I migliori dischi del 2008: prima (e forse ultima) puntata

Comincia un nuovo anno e non c’è rivista specializzata di musica che non chiami a raccolta redattori e collaboratori per l’immancabile classifica dei dischi più belli dell’anno appena defunto. E io ogni volta mi accorgo che non ho tenuto fede al proposito di segnarmi, da gennaio fino a dicembre, i miei dischi del cuore, così non mi trovo impreparata, non faccio confusione con i cd pubblicati l’anno prima. Già dai tempi del vinile ero una frana: non riuscivo a memorizzare titoli, formazioni, ricordavo bene solo l’immagine in copertina. Con i cd è stato ancora peggio, e poi la catastrofe dell’mp3: ricordare nomi, facce, autori, titoli è quasi impossibile. Da aggiungere che di un album salvo un paio o poco più di brani, il resto va subito nel dimenticatoio. Azzardo comunque qualche titolo per me degno di nota per il 2008: oltre a tutti i cd recensiti in questa mia rubrichetta (Sigur Ros, Beck, Oasis, Giant Sand, Bob Dylan d’annata) ho ascoltato con vero piacere le ultime fatiche di My Brightest Diamond “A thousand shark’s teeth”, Tricky “Knowle wets boy” (basta ascoltare la prima traccia, “Puppy toy” e sei catturato nelle sue avvolgenti, cattive spire), New Puritans e “Beat pyramid” (imprevedibili), la colonna sonora di “Mamma mia” (tanto aborrivo gli Abba, tamarri come pochi, quanto ho rivalutato parecchi testi e accordi versione Duemila), l’ep “Mastroianni” degli italiani Diva (tipo Baustelle, ma più spiritosi), le due giovani e promettenti Duffy con “Rockferry” e Adele con “19”(ad essere più precisi mi piacciono più le loro voci che alcune delle loro canzoni), “Dear science” dei newyorkesi Tv on the radio.
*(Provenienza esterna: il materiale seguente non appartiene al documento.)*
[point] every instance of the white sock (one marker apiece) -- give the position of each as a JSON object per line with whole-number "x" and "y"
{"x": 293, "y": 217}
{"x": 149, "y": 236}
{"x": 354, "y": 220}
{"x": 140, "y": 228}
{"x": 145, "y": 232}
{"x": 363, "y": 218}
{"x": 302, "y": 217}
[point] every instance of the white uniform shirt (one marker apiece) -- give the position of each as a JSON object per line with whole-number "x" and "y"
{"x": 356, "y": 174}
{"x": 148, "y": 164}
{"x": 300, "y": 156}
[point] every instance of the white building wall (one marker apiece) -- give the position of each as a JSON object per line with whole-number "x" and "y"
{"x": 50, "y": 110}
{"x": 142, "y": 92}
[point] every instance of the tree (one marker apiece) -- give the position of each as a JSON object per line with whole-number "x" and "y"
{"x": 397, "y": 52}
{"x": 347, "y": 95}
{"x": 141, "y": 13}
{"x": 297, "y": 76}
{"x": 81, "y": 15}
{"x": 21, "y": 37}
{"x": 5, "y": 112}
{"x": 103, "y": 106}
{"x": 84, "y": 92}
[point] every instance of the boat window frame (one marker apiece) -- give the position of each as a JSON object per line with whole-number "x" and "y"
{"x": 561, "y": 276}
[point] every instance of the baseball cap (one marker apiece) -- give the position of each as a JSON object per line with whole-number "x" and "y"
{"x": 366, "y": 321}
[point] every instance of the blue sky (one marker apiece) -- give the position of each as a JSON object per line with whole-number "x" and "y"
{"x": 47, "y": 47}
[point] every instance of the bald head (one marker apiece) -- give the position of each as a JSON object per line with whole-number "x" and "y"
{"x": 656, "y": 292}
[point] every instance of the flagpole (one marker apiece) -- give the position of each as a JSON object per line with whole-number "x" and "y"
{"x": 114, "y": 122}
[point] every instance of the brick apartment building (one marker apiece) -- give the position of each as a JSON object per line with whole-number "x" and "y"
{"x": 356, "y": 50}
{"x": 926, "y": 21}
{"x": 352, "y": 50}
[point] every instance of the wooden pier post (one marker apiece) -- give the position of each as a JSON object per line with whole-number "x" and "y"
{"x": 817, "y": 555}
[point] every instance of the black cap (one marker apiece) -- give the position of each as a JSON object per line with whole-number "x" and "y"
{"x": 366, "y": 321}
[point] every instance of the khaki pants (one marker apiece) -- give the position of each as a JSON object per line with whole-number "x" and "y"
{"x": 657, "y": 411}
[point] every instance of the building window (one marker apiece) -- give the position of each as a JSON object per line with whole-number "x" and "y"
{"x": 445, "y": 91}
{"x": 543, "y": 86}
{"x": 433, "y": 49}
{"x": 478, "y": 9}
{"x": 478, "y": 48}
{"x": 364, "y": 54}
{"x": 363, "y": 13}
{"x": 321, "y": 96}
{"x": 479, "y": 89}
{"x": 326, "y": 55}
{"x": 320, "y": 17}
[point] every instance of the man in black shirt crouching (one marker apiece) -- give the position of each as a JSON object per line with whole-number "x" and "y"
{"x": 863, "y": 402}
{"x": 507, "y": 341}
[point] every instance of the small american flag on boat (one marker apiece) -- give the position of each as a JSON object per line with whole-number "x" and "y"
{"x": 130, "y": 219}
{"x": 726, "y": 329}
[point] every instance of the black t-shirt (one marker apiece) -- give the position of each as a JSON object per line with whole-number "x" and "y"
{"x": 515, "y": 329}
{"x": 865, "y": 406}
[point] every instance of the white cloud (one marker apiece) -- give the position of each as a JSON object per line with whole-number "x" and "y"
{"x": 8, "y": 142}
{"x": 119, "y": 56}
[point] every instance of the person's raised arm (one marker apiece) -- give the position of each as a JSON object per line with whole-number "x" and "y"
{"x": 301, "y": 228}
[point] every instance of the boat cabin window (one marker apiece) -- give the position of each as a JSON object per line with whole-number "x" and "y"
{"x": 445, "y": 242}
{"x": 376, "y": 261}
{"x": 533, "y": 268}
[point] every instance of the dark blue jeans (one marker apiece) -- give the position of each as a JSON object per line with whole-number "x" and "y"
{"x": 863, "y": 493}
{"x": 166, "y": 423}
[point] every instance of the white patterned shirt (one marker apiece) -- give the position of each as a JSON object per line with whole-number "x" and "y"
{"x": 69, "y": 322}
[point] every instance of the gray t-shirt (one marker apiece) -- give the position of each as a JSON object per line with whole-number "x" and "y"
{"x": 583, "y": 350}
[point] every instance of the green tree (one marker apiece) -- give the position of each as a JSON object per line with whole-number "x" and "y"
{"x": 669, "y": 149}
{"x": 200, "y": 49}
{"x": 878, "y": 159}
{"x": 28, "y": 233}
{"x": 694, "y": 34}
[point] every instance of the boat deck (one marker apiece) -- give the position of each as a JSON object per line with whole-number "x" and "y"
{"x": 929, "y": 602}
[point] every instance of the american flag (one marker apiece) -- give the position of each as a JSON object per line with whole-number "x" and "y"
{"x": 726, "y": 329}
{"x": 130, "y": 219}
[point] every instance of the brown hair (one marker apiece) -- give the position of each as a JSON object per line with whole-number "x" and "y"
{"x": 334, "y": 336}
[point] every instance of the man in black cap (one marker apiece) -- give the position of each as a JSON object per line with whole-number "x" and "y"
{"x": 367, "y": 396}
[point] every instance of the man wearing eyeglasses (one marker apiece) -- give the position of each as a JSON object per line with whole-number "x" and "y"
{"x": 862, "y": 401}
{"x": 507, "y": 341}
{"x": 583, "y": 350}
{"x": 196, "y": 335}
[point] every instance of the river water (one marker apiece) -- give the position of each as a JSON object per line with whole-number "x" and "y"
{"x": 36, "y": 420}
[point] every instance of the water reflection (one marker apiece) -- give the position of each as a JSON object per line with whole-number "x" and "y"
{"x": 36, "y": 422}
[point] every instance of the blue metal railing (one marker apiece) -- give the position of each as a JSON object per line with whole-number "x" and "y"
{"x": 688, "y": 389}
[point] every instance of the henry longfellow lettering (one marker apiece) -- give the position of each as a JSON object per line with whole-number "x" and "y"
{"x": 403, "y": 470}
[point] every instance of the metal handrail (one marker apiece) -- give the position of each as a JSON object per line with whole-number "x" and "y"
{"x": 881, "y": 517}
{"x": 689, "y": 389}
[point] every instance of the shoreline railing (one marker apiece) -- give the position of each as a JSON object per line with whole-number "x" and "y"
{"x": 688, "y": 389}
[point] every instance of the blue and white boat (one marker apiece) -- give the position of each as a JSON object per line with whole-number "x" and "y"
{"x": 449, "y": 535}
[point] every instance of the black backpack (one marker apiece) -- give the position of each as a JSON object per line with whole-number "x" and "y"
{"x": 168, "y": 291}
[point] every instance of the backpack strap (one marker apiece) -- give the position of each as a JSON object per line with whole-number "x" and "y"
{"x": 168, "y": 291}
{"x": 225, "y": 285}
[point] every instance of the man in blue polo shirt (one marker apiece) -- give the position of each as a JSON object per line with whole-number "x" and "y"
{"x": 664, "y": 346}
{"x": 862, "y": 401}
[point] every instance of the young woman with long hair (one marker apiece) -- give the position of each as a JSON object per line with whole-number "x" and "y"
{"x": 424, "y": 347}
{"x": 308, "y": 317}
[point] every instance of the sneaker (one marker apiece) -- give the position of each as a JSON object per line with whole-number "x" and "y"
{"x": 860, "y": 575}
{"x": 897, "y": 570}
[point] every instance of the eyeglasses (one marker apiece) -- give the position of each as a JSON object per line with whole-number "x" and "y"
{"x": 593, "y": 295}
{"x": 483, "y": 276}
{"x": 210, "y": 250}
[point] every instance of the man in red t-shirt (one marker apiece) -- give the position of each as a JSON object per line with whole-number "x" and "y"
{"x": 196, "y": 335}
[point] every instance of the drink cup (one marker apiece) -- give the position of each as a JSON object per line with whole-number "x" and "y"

Carini ma nulla di più “To survive” di Joan Wasser (tranne “Eternal flame” che già conoscevo), Lambchop e “Oh – Ohio” (se ne salvano un paio, il resto scorre e non lascia traccia), Parenthetical Girls e “Entanglements” (la musica è ok, la voce è insopportabile), il ritorno dei B-52’s con “Funplex” (ma il tempo per loro non passa mai?).

Decisamente sopravvalutati dai giornalisti (che non chiamo volutamente colleghi) quel debosciato e inconcludente di Nicola Conte (c’è addirittura chi l’ha messo nella stessa pagina con Paolo Conte, approfittando della parziale omonimia), Golden Frapp versione intimista (meglio quando ci faceva allegramente sgambettare), The killers (tutto già sentito, e meglio), Afterhours (eppure Manuel Agnelli quando suonava travestito da ragazza era un figo…), Kings of leon e “Only by the night” (scherziamo?), Terrence Howard e “Shine through it” (niente voce e niente idee, meglio faccia l’attore). Deludenti gli ultimi Thievery Corporation. Interessanti ma non stravolgenti gli Acoustic Ladyland di “Skinny grin” (mi ricordano vagamente i Primus, ma quel sax in più è troppo onnipresente).

Non ho messo ancora le mani (cose tante cose da fare e così poco tempo…) su “Surfing” dei Megapuss (ovvero Devendra Barnhart e Fabrizio Moretti degli Strokes, complimenti se non altro per il nome irriverente della band), “4:13” dei Cure (ma ne varrà ancora la pena?), Bonnie “Prince” Billy e il suo “Lie down in the light”, “22 dreams” di Paul Weller (da non lasciar invece perdere in concerto, una garanzia), “Harps and angels” di Randy Newman (ho letto meraviglie, lui mi piaceva molto ai tempi di “Short people” ma poi… perso per strada), “Hurricane” di Grace Jones e la compilation “Catwalk breakdown” selezionata da Vivienne Westwood, la mia stilista preferita, per le sue sfilate (sono irrimediabilmente curiosa), Matthew Herbert e “There’s me and there’s you” con una big band di venti elementi.

Mi sono sicuramente dimenticata qualcuno, per cui vi lascio con un bel 1)continua… non si sa mai.